For the reasons discussed above, the state court appropriately answered the jury's question, and Kallam's comment during voir dire was not grounds for a mistrial. See Supra, § A. Further, petitioner's allegations that trial counsel was not "zealous" and gave brief opening and closing statements are too conclusory to demonstrate a Sixth Amendment violation. Petitioner's ineffective- assistance claims, therefore, fail. Habeas relief is unavailable on Ground 2, and the petition (Dkt. # 1) must be denied.
III.
Habeas Corpus Rule 11 requires "[t]he district court [to] . . . issue or deny a certificate of appealability when it enters a final order adverse to the applicant." A certificate may only issue "if the applicant has made a substantial showing of the denial of a constitutional right." 28 U.S.C. § 2253(c)(2).
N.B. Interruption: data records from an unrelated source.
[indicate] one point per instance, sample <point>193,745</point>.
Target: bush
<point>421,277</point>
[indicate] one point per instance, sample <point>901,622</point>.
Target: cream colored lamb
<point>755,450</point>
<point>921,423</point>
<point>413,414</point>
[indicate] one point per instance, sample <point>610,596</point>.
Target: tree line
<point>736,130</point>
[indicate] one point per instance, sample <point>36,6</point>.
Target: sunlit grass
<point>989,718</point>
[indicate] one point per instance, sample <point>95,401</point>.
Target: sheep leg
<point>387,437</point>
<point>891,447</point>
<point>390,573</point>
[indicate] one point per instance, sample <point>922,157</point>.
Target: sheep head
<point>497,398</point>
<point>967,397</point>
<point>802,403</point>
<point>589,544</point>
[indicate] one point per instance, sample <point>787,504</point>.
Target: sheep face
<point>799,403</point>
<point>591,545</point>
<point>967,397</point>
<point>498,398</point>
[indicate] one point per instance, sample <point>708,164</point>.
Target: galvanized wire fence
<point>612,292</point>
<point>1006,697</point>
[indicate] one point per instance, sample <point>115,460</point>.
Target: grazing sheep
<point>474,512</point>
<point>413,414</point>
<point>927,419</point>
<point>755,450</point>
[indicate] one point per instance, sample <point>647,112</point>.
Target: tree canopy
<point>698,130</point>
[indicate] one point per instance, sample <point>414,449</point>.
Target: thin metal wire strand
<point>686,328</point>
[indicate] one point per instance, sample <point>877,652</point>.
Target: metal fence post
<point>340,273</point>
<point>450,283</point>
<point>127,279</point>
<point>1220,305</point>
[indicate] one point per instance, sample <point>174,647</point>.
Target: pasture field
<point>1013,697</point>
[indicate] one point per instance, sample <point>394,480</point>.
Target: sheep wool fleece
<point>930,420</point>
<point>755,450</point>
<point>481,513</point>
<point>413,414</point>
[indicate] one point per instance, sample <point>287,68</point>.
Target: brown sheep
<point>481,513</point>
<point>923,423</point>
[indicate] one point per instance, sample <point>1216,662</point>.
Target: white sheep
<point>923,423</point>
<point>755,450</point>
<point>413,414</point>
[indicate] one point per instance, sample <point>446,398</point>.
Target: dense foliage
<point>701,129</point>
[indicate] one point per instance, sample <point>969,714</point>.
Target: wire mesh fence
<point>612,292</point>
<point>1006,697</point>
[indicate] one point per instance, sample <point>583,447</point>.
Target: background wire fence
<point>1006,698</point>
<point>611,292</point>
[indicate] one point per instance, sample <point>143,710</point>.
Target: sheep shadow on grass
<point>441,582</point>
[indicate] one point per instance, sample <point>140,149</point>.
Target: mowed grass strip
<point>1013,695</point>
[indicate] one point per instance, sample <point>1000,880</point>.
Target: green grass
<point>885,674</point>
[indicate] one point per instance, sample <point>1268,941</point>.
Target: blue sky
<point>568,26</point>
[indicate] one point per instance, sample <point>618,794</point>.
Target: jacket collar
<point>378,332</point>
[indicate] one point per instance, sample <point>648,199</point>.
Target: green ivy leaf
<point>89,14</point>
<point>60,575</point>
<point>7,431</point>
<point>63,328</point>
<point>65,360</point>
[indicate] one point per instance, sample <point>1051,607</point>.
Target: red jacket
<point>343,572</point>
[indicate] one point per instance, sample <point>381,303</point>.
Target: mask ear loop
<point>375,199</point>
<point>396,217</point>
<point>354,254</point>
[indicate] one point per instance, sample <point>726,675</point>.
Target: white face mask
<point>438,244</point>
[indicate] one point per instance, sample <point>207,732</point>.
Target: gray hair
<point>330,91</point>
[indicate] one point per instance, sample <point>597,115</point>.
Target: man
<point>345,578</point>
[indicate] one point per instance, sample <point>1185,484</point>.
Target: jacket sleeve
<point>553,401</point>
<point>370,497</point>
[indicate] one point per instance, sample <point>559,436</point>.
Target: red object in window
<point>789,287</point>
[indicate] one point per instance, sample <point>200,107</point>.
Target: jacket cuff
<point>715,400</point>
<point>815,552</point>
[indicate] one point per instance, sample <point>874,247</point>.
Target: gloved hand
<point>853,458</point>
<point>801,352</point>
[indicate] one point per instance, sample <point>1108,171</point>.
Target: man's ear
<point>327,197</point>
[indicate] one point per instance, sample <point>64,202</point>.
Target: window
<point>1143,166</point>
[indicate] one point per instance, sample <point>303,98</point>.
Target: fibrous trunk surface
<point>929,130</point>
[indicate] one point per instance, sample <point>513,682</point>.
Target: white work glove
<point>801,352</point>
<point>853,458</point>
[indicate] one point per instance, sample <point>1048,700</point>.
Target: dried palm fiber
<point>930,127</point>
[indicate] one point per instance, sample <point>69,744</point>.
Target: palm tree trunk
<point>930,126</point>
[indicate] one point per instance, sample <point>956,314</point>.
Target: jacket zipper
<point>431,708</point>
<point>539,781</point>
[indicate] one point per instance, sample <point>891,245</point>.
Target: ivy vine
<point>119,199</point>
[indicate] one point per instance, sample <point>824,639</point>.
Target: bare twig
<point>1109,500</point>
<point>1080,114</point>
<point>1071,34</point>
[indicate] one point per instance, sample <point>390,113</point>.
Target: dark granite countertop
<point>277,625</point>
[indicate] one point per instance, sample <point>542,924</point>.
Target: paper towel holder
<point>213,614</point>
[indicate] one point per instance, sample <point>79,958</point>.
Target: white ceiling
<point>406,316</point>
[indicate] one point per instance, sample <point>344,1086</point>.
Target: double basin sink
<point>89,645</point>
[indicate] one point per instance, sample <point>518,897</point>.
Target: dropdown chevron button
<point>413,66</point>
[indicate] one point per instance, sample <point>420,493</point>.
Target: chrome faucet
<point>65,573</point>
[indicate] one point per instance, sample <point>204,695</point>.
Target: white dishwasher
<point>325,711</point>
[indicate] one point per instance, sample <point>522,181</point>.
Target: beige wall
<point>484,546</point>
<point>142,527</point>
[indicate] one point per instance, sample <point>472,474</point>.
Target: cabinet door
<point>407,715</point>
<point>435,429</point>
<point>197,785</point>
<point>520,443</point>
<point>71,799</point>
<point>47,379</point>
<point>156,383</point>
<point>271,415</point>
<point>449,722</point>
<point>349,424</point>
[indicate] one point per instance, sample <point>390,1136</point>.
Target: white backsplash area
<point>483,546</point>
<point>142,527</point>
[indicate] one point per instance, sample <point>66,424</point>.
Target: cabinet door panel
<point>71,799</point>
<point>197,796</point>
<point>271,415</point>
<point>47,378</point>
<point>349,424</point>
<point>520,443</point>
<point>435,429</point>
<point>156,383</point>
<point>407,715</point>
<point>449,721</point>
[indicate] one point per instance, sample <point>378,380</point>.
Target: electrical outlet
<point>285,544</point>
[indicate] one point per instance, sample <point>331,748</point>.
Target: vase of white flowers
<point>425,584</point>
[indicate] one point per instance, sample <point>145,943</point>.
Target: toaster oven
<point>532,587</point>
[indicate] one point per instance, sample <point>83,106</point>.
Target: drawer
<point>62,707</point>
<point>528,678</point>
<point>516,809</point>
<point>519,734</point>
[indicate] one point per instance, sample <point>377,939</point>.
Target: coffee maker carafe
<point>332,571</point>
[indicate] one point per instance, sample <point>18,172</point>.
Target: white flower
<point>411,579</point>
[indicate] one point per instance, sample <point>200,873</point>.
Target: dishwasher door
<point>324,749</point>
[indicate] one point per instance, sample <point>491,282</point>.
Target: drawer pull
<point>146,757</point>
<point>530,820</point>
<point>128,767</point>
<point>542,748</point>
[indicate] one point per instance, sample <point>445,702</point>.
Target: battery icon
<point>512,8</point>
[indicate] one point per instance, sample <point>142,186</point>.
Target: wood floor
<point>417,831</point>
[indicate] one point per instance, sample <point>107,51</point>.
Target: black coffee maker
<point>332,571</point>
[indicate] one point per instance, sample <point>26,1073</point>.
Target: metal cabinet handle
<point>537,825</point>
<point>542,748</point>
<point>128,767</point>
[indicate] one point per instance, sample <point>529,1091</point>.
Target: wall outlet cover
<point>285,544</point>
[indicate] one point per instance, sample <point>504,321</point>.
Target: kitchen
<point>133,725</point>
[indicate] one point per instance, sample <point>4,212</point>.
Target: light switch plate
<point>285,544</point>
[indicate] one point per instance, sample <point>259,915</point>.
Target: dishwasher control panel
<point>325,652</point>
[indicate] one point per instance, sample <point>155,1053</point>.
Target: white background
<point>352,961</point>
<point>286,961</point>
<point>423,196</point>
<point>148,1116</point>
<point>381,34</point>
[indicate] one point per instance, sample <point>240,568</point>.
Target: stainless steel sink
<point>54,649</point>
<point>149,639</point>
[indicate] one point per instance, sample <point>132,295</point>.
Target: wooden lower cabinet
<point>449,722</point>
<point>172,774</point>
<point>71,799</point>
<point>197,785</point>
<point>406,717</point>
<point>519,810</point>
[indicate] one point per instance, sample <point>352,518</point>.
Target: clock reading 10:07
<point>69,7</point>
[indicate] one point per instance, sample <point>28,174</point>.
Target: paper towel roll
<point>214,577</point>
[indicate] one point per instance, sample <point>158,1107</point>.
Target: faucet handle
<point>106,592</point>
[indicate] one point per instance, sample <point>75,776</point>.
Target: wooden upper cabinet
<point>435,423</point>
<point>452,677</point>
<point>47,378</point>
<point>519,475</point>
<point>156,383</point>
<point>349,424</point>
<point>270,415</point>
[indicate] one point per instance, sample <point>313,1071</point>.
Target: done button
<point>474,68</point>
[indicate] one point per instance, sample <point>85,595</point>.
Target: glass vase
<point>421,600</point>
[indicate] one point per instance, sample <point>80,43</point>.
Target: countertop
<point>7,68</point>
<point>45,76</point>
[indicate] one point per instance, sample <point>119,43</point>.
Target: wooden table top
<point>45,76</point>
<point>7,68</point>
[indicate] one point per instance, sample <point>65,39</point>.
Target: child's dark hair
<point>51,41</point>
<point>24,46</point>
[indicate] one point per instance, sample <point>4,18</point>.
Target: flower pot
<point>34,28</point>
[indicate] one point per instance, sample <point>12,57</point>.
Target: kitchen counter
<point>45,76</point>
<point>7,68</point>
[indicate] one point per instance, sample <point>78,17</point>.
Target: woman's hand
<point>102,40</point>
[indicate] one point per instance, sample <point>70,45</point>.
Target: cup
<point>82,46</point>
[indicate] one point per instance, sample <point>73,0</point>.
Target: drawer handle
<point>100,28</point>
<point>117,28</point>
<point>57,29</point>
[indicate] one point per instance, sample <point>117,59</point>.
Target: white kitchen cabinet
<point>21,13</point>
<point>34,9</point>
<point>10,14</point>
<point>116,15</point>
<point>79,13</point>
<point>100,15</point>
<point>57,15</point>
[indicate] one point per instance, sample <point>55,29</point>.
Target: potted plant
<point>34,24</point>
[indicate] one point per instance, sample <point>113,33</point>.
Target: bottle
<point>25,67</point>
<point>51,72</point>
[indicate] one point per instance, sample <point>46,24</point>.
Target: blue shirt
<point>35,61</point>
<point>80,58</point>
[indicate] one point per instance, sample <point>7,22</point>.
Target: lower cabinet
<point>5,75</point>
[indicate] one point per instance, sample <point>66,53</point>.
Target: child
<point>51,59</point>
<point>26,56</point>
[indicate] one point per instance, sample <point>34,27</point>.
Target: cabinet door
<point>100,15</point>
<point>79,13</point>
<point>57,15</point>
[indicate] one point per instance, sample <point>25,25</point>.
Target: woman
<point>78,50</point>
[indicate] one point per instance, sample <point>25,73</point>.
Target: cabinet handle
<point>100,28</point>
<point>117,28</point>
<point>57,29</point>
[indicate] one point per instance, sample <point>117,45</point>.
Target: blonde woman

When the district court rejects the merits of petitioner's constitutional claims, he must make this showing by "demonstrat[ing] that reasonable jurists would find the district court's assessment of the constitutional claims debatable or wrong." Slack v. McDaniel, 529 U.S. 473, 484 (2000). For the reasons discussed above, petitioner has not made the requisite showing on any of his claims. The Court therefore denies a certificate of appealability.
ACCORDINGLY, IT IS HEREBY ORDERED that:
1. The Clerk shall substitute Scott Crow in place of Joe Allbaugh as respondent.
2. The petition for a writ of habeas corpus (Dkt. # 1) is denied.
3. A certificate of appealability is denied.
4. A separate judgment will be entered herewith.
DATED this 6th day of January, 2020.